Return as JSON array.
Output Format
Before rendering output, check what write tools are available — in this priority order:
- mcp__obsidian__write_note available: Write briefs to the vault at
signal-to-brief/briefs/[topic-slug]-[YYYY-MM-DD].md. Confirm the vault path to the user after writing. Do not print the full briefs to chat. - Write tool (Claude Code) or write_file tool (Gemini CLI) available, no Obsidian MCP: Write briefs to a markdown file in the current working directory. Filename:
signal-brief-[topic-slug]-[YYYY-MM-DD].md. Confirm the file path to the user after writing. Do not print the full briefs to chat. - Neither available: Render briefs directly in chat as a structured list.
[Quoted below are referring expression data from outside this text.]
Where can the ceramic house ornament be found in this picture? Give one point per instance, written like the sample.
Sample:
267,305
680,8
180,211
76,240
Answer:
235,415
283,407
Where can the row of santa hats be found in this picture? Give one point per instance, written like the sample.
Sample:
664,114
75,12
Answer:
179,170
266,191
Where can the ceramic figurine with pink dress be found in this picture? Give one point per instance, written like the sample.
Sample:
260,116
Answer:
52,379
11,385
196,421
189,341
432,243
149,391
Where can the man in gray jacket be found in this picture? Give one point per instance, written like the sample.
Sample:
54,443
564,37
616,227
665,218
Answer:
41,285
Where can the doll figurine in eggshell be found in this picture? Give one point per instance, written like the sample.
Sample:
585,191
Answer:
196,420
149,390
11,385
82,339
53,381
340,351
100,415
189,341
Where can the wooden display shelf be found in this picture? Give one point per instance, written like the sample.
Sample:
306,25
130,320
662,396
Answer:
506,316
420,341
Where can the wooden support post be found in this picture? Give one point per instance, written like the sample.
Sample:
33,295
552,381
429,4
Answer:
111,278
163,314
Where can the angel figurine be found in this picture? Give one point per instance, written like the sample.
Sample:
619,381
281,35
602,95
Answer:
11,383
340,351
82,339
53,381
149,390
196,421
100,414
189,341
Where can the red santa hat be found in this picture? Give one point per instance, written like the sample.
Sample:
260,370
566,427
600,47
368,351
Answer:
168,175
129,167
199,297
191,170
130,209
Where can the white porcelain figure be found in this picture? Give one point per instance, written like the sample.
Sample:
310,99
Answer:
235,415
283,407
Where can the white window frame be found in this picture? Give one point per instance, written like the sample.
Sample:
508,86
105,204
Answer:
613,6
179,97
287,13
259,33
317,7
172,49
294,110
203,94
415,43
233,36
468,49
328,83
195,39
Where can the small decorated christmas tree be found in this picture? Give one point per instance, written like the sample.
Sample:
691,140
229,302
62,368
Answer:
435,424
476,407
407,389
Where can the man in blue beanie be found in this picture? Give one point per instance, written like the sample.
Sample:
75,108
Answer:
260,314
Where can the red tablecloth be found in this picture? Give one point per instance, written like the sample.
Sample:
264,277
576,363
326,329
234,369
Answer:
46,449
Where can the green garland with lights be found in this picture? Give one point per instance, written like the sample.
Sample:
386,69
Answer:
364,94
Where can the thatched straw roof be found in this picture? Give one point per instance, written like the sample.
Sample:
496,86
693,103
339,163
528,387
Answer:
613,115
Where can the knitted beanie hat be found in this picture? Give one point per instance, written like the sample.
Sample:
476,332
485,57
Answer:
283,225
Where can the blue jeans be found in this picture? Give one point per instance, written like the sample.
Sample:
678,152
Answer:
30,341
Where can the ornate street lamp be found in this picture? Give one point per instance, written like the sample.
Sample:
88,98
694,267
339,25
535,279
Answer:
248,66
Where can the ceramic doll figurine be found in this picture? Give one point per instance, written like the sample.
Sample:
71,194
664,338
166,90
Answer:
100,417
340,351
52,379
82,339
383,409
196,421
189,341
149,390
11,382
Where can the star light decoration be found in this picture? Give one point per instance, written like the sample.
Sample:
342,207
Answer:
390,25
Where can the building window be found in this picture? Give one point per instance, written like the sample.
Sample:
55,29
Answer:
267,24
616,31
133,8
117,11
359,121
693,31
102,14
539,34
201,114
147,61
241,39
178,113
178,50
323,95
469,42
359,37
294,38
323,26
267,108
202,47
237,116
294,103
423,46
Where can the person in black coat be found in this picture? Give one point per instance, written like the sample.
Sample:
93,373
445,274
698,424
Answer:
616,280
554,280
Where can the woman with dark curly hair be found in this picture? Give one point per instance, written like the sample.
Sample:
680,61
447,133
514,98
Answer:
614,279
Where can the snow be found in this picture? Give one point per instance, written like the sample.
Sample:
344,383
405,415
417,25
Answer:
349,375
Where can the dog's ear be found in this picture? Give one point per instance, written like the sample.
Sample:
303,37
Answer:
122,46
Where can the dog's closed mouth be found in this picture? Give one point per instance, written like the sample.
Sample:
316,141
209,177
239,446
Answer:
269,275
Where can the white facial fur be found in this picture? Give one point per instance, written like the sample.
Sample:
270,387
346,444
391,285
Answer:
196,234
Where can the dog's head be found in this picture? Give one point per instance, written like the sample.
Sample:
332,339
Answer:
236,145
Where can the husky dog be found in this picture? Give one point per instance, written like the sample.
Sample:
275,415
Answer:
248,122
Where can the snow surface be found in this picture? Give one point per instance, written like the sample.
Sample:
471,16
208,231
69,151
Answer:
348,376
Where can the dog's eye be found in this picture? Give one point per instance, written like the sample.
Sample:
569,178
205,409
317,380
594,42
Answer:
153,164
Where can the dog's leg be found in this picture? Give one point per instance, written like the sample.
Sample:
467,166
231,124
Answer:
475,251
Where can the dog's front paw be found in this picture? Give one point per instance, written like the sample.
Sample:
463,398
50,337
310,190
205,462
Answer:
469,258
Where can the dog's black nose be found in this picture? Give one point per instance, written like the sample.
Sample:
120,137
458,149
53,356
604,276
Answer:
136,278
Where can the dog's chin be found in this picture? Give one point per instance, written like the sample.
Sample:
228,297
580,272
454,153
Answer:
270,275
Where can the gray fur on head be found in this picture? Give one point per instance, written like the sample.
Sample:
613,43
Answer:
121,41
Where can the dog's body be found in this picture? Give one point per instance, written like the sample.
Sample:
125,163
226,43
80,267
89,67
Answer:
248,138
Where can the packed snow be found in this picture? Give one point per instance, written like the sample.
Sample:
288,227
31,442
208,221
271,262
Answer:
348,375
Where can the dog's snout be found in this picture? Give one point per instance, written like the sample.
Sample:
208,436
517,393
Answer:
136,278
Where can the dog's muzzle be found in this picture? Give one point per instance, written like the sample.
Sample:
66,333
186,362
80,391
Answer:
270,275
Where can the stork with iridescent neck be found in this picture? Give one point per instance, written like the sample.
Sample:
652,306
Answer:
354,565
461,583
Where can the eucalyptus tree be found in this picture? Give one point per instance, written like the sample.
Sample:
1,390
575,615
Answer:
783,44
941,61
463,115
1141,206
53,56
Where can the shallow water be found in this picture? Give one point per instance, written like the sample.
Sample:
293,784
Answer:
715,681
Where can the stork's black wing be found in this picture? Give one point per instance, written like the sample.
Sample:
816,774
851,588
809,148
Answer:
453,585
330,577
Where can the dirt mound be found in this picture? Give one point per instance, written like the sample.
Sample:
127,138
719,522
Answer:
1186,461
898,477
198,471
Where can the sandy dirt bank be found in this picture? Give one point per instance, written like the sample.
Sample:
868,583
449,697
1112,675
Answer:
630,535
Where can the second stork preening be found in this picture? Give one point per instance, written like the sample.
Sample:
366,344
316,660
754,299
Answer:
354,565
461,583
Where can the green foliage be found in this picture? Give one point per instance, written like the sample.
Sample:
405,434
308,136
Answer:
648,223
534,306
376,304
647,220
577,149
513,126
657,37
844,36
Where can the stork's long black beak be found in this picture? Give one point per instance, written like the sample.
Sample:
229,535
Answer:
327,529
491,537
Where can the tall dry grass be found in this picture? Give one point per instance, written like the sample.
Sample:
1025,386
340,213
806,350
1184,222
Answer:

The markdown file format for each brief:
## [problem_statement]
**Who:** [target_user]
**Signal:** [frequency_signal] · [raw_signal_count] instances · [source_subreddits]
**Workaround:** [workaround_evidence]
**Gap:** [incumbent_gap]
**Build:** [product_hypothesis]
**Validate first:**
- [validation_questions[0]]
- [validation_questions[1]]
- [validation_questions[2]]
Signal strength: [signal_strength]
---
Deliver all strong briefs first, then moderate, then weak. Do not editorialize or add commentary between briefs — let the signal speak.
Usage Examples
# Scan a vertical
"Run signal-to-brief on the indie SaaS / bootstrapped founder tooling space"
# Specific problem area
"signal-to-brief: what are the biggest pain points in Shopify app development"
# Competitive research angle
"Use signal-to-brief to find gaps in the project management tool space"
Notes
- Workaround evidence is the strongest validation signal in the dataset. A community describing a workaround is a community that has already validated demand and found no satisfying solution.
- Re-run against the same vertical every 4–6 weeks. Signal shifts. What's "no solution" today may have an incumbent next month.
- For B2B verticals, supplement Reddit with Hacker News via RivalSearchMCP — HN comments on relevant Show HN posts are dense with product feedback.